Billie Eilish’s ‘Happier Than Ever’ doesn’t live up to the brilliance of its title track

Billie Eilish’s ‘Happier Than Ever’ doesn’t live up to the brilliance of its title track

Final Grade: 7.2/10

“Happier Than Ever” consists of 17 tracks.

Darkroom/Interscope Records

Ahlgrim: As a music critic, I know I’m meant to judge an album holistically. But all I have is my truth, and right now, my love for the title track has superseded all other impressions.

I have listened to “Happier Than Ever,” the album, once. I have listened to “Happier Than Ever,” the song, 18 times. I feel like it’s the moon and my brain is the sun and there’s a solar eclipse. 

Thus is the pleasure and challenge of a first-listen review: It requires immediate honesty, which perhaps requires some oversimplification. I’m eager to see how the rest of these songs grow on me over time, like “Your Power” and “Lost Cause” surely have. I can already tell that “Oxytocin” and “Halley’s Comet” will enjoy prominent spots on my Spotify Wrapped come December.

But I also believe that truly great albums — most, if not all — reward immediate honesty. They tend to demand your attention from the jump, even if you can’t explain why you love it yet. You just know you will.

Obviously, this isn’t an exact science. But for me, Eilish’s sophomore album lacks that seductive mystique. I know it’s objectively good, yet I’m not itching for another whirl. More likely, I will harvest the juiciest crops for my favorite playlists and leave the rest to dry. 

Larocca: “Happier Than Ever” promises to deliver on real vulnerability, but never quite gets there.

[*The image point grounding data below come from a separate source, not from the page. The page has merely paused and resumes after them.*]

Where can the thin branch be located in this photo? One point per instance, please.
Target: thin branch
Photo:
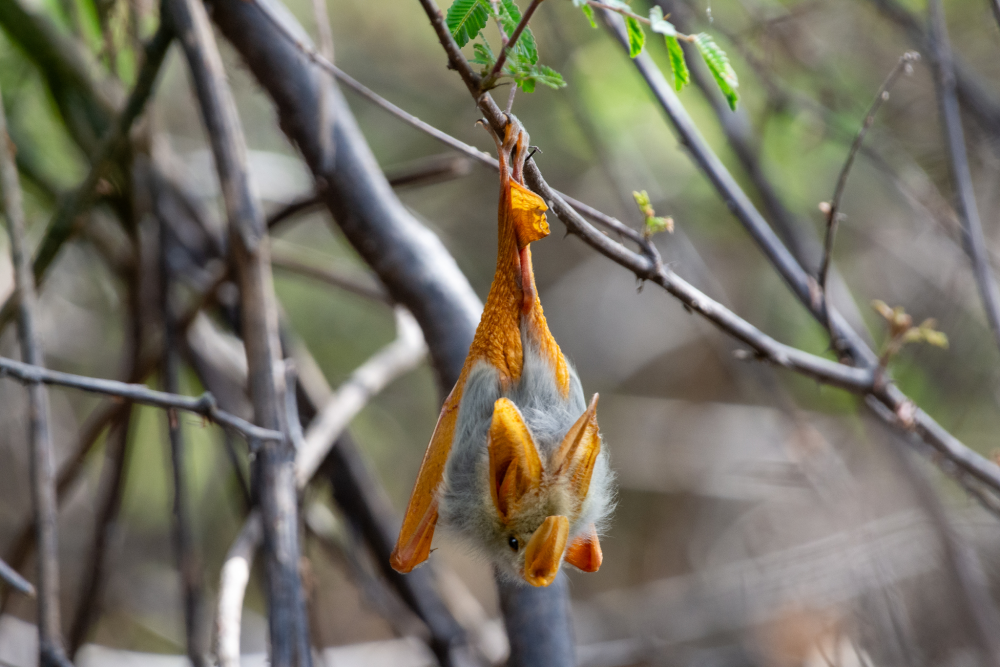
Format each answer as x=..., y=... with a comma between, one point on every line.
x=184, y=552
x=288, y=624
x=411, y=120
x=351, y=281
x=511, y=43
x=232, y=588
x=43, y=487
x=203, y=405
x=965, y=205
x=62, y=224
x=369, y=379
x=15, y=580
x=905, y=65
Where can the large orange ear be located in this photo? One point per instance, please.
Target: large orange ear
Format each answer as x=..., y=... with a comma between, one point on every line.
x=414, y=543
x=574, y=461
x=515, y=467
x=585, y=551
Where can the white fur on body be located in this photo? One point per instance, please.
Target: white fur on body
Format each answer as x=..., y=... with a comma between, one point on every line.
x=465, y=503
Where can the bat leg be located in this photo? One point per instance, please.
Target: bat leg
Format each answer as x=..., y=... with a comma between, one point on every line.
x=584, y=552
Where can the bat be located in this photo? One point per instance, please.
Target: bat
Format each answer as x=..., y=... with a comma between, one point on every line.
x=516, y=464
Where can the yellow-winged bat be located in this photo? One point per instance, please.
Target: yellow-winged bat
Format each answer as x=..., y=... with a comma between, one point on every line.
x=515, y=464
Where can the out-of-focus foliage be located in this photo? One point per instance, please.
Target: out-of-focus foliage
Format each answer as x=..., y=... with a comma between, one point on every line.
x=760, y=515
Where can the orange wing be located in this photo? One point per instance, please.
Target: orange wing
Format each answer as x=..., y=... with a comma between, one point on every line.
x=414, y=543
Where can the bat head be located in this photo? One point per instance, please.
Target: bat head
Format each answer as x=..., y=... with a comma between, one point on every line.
x=538, y=501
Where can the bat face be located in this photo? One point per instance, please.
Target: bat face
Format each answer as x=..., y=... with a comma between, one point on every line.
x=516, y=463
x=528, y=483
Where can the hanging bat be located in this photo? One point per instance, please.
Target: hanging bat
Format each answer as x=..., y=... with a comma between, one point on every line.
x=515, y=464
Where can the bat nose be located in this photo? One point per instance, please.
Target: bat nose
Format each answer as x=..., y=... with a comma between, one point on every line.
x=545, y=551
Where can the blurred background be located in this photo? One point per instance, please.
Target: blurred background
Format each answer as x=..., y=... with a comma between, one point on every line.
x=762, y=519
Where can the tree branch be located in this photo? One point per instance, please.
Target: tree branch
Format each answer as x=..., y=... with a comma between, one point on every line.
x=61, y=226
x=15, y=580
x=43, y=487
x=203, y=405
x=905, y=64
x=965, y=205
x=277, y=495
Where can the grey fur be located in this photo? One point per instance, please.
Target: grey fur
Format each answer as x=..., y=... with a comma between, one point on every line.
x=465, y=504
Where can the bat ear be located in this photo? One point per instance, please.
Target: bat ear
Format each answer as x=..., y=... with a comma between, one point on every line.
x=574, y=460
x=585, y=551
x=515, y=467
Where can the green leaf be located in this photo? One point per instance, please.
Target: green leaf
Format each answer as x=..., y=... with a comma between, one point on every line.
x=718, y=63
x=510, y=16
x=659, y=24
x=483, y=55
x=636, y=36
x=678, y=66
x=466, y=18
x=527, y=76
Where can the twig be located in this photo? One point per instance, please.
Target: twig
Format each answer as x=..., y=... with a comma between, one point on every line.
x=187, y=565
x=965, y=204
x=351, y=281
x=289, y=630
x=232, y=588
x=510, y=44
x=95, y=571
x=15, y=580
x=408, y=118
x=832, y=209
x=43, y=487
x=203, y=405
x=369, y=379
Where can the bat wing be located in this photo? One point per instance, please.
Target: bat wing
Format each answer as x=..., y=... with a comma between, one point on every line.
x=414, y=543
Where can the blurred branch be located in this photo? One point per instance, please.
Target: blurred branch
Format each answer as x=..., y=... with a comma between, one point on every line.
x=351, y=281
x=366, y=381
x=62, y=226
x=203, y=405
x=968, y=212
x=844, y=339
x=833, y=206
x=187, y=561
x=972, y=90
x=43, y=486
x=289, y=632
x=232, y=587
x=413, y=121
x=15, y=580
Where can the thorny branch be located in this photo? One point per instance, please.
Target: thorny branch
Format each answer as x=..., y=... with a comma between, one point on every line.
x=43, y=486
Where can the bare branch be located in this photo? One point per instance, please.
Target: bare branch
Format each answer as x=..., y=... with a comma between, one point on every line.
x=203, y=405
x=232, y=587
x=832, y=209
x=289, y=631
x=43, y=485
x=62, y=224
x=369, y=379
x=965, y=205
x=351, y=281
x=15, y=580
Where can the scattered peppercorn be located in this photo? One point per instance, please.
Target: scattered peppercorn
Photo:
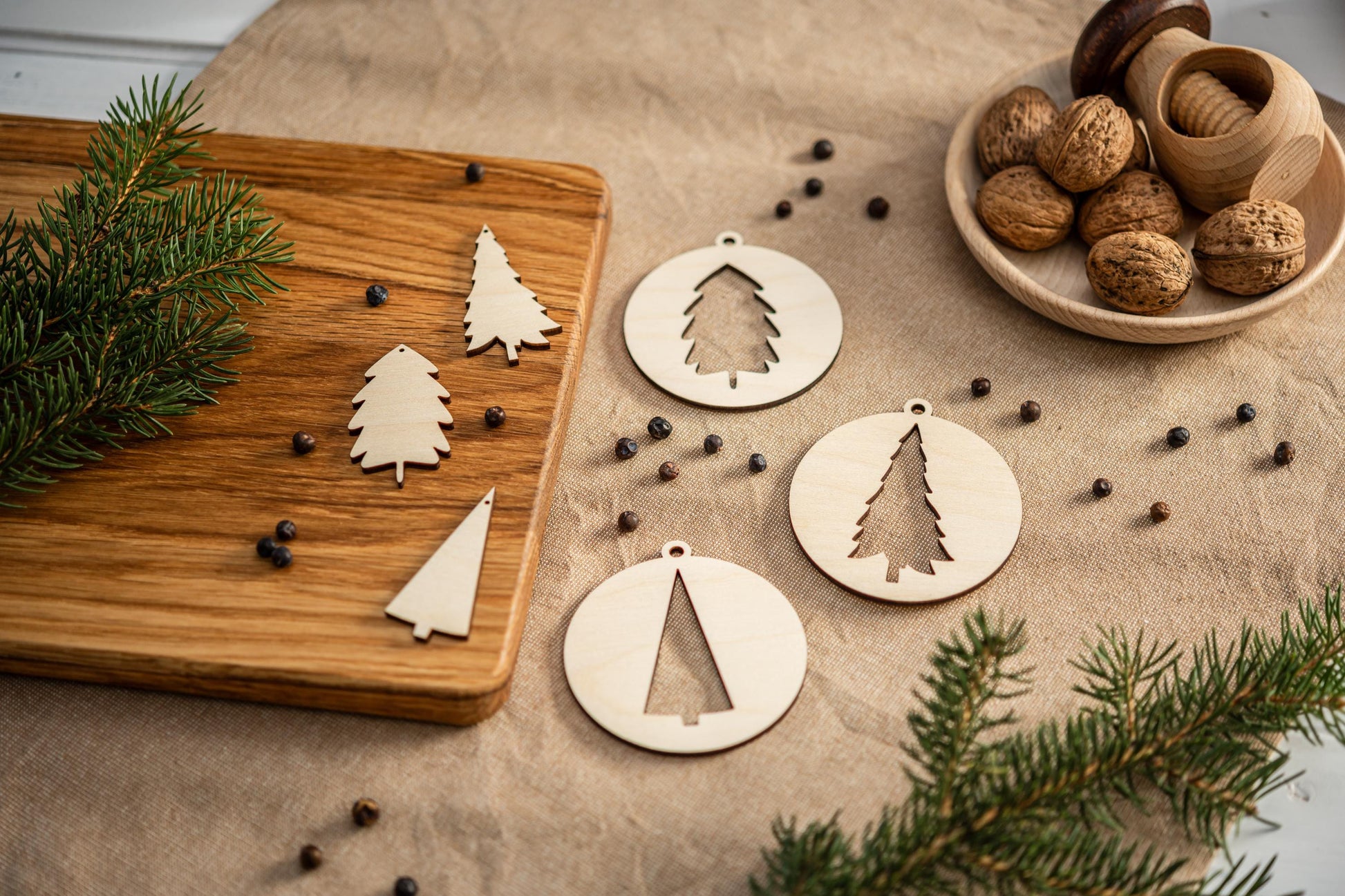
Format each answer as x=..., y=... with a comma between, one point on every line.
x=365, y=812
x=310, y=857
x=1285, y=454
x=304, y=443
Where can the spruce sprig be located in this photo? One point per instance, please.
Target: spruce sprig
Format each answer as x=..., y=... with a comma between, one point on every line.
x=1039, y=812
x=119, y=299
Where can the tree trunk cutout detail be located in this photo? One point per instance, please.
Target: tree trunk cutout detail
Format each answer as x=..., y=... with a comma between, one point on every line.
x=500, y=308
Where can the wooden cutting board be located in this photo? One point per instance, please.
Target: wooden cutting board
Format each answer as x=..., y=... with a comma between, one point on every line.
x=142, y=569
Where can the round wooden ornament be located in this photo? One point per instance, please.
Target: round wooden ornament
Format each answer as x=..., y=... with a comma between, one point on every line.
x=800, y=307
x=970, y=488
x=751, y=629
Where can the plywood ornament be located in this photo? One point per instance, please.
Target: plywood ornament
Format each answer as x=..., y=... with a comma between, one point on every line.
x=969, y=486
x=443, y=592
x=751, y=629
x=500, y=308
x=799, y=303
x=401, y=414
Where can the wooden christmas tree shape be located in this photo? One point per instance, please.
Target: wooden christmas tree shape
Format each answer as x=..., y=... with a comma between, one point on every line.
x=443, y=592
x=500, y=308
x=401, y=414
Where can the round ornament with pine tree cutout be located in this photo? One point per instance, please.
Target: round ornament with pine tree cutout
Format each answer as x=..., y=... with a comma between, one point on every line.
x=969, y=488
x=753, y=636
x=798, y=306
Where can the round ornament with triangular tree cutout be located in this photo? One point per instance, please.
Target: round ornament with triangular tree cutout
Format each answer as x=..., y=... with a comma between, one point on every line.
x=751, y=630
x=798, y=305
x=969, y=487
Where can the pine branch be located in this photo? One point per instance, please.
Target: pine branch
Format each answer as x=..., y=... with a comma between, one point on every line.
x=1036, y=812
x=119, y=299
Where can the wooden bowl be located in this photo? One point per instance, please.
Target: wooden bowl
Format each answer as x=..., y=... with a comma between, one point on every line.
x=1053, y=281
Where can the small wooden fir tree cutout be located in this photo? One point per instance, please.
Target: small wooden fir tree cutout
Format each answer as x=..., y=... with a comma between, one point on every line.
x=500, y=308
x=401, y=414
x=443, y=592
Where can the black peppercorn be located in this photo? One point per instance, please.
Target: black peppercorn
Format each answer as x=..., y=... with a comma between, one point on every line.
x=365, y=812
x=303, y=443
x=310, y=857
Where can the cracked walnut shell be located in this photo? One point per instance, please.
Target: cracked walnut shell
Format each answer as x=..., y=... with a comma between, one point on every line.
x=1087, y=144
x=1251, y=247
x=1021, y=207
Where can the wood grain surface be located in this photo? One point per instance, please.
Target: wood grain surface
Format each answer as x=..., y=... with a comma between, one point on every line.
x=142, y=569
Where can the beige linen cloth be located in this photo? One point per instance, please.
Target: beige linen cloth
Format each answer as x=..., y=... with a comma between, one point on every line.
x=701, y=113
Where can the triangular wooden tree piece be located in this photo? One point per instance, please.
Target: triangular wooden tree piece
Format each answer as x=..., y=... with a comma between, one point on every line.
x=443, y=592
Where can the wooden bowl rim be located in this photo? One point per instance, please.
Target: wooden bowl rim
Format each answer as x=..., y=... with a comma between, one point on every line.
x=989, y=255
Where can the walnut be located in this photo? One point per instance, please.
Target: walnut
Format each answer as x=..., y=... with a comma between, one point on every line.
x=1131, y=201
x=1141, y=272
x=1022, y=209
x=1087, y=144
x=1251, y=247
x=1010, y=128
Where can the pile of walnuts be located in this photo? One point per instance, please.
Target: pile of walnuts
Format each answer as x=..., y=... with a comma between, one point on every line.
x=1043, y=162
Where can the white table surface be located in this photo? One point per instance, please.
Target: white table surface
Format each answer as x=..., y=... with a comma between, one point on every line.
x=68, y=58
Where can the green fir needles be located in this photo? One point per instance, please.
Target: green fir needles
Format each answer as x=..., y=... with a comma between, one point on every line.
x=1043, y=810
x=117, y=302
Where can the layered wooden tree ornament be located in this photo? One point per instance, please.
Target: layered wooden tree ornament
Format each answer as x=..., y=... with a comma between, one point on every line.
x=500, y=308
x=751, y=629
x=969, y=486
x=799, y=306
x=401, y=414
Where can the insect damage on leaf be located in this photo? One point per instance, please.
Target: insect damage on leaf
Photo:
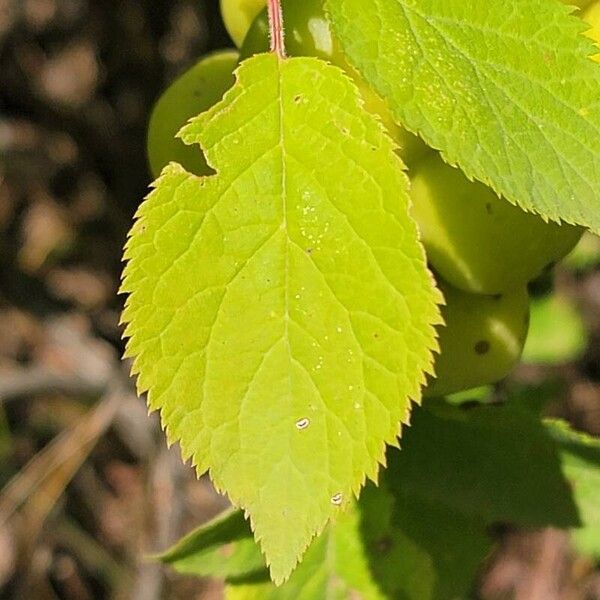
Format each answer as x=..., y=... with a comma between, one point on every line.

Far too often, Eilish tells you she’s upset or has trauma to unpack, without ever showing what those experiences look like. It’s frustrating, considering the best songs (“Happier Than Ever,” “Oxytocin,” “Halley’s Comet”) are the ones where she gives into the emotion she’s trying to express (rage, horniness, love). 

That’s not to say the rest of the album is bad — there’s nothing on “Happier Than Ever” that’s greatly offensive to my ears. But without tactile imagery or vocal variety, songs like “NDA” and “Everybody Dies” only contribute neutrality. 

Unfortunately, about half of this album is made up of anodyne moments, making for a mostly bland listening experience. It’s disappointing, because on the very same tracklist, Eilish proved she can wield her power to enchant listeners and spark a fire within. 

I came away from this album feeling fine. But I wanted to come away feeling happier than ever — or sadder than ever, or madder than ever. I wish Eilish had given us more to feel.

Worth listening to:

“Billie Bossa Nova”


“Lost Cause”

“Halley’s Comet”


“Your Power”

“Therefore I Am”

“Happier Than Ever”

“Male Fantasy”

Background music:

“Getting Older”

“My Future”


Split decision:

“I Didn’t Change My Number”


Press skip:

“Not My Responsibility”

“Everybody Dies”

*Final album score based on songs per category (1 point for “Worth listening to,” .5 for “Background music,” .5 for “Split decision,” 0 for “Press skip”).